Le mouvement nationaliste de plus en plus moribond a conclu des accords au sein de l’élite politique pour réprimer la colère croissante de la classe ouvrière. La Nouvelle-Calédonie a désormais son premier président indépendantiste kanak, Louis Mapou, qui a été installé en juillet, suivi de la réélection du indépendantiste Roch Wamytan comme président, ou speaker, du Congrès.

Pendant ce temps, les Kanaks ordinaires représentent 95 pour cent des chômeurs et de nombreux travailleurs à bas salaire vivent dans des bidonvilles. Les affrontements entre la police et les jeunes Kanak ont ​​éclaté avec une violence croissante, ce qui a incité les politiciens locaux à exiger des mesures plus sévères de « la loi et l’ordre ». Nouméa reste une capitale polarisée socialement et économiquement.

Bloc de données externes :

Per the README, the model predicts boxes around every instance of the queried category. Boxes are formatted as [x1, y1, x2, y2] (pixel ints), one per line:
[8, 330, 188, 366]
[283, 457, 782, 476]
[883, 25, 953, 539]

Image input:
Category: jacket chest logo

Des luttes de classe ont éclaté. Novembre 2020 a vu des émeutes et des affrontements avec la police à propos de la vente de l’usine brésilienne de Goro Nickel, qui a menacé l’emploi de 3 000 travailleurs. De larges sections de la classe ouvrière, y compris les mineurs, les travailleurs de la transformation, les chauffeurs de camion, les employés des aéroports et d’autres se sont engagés dans des luttes militantes pour les emplois et les conditions, les mettant en conflit avec les factions pro et anti-indépendance de la classe dirigeante.

Dans tout le Pacifique, l’indépendance formelle s’est avérée être une imposture. Les États insulaires qui ont obtenu leur indépendance nominale à partir des années 1960 restent totalement dépendants des grandes puissances économiquement et stratégiquement.